Interior Secretary Sally Jewell today defended the federal government’s land management and brushed off calls from legislators in Alaska, and other states, to seize federal lands.
Jewell spoke at the Center for American Progress, a liberal think tank, to a standing room only crowd, many from a nearby conference of the outdoor recreation industry. It was a room strongly in favor of preserving federal land. Jewell urged them to make their views known at every level of government.
“These are lands that belong to all American people. Just because they’re in the boundary of a state does not mean they belong to the residents of that state. They belong to all American people,” she said.
The Alaska House last week passed a bill demanding the federal government turn over its lands in Alaska to the state. Similar measures have passed in other western states. Speaker of the Alaska House Mike Chenault, like other Republican legislators, says it’s a just cause.
“I’m not afraid of a fight, and I’m not afraid of doing what I think is right,” he said, in supporting the bill in Juneau.
Jewell doesn’t sound too worried.
“While there has been a fair amount of rhetoric and even some laws passed in state legislatures, there’s none of them that have been found to be constitutional with regard to a takeover of federal public lands by states,’ she said. “So there’s a lot of talk but there hasn’t been a lot of action.”

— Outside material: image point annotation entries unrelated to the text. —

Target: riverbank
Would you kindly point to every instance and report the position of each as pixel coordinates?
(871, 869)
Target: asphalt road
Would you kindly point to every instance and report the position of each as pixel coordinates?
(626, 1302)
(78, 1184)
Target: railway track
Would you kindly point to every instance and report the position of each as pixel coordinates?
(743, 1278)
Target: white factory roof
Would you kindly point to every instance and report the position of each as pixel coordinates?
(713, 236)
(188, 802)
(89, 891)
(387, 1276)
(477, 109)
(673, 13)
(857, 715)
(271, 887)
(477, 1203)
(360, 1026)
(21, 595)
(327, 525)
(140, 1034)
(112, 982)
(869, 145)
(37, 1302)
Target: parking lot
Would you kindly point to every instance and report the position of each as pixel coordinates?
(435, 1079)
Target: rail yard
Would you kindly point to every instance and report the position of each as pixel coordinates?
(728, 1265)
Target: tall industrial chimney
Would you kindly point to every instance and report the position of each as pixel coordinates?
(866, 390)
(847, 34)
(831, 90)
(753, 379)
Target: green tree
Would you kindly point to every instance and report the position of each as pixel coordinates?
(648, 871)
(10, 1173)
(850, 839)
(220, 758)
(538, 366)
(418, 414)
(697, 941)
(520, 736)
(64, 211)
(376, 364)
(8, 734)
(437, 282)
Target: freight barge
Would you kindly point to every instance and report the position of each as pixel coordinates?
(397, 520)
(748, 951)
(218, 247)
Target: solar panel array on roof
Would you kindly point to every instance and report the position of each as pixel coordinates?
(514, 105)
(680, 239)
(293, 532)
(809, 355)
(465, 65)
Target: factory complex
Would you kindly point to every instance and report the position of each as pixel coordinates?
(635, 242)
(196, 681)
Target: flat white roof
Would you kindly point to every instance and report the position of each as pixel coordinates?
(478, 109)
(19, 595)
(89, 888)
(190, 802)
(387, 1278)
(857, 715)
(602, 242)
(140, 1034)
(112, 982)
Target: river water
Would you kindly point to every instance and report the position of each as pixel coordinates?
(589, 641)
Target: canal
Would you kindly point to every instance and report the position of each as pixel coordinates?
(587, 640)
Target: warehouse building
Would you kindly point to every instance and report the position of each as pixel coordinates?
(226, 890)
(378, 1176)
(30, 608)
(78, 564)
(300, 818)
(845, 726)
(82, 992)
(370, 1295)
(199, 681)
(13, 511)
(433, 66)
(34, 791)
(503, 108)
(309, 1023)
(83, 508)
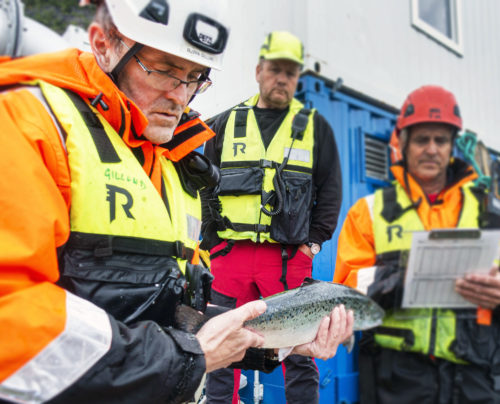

The talk in Alaska grew louder this winter, when the Obama Administration announced a series of anti-development measures in the state. They include withdrawing areas of the off-shore Arctic from oil and gas lease sales, and recommending Congress protect the coastal plain of the Arctic National Wildlife Refuge as wilderness. Alaska’s top officials blew a gasket. U.S. Sen. Lisa Murkowski said the Obama administration was trying to keep Alaska as a pretty snow globe no one can touch.
Jewell, after her speech, bristled at the suggestion she’s locking up Alaska.
“I think if you look at our actions in Alaska, you will see that we are actually facilitating safe and responsible development, recognizing that in a place like the Arctic, nobody wants to screw that up,” she said.
Jewell says much of the mining in Alaska in on federal land. She pointed to her department’s work with Shell on permits to drill in the Chukchi Sea. Plus, she says they’ve allowed oil development in the National Petroleum Reserve, although with conditions some Alaskans say are onerous. Jewell says she’s sympathetic to Alaska’s budget woes, but she says it’s wrong to blame the federal government. The problem is oil prices, the secretary says, and Alaska’s dependence on that one commodity.
“I do think if I was in Gov. Walker’s situation, I’d be looking to diversify my sources of revenue for the state,” she said.
With the Alaska Legislature scheduled to adjourn Sunday, that doesn’t look likely.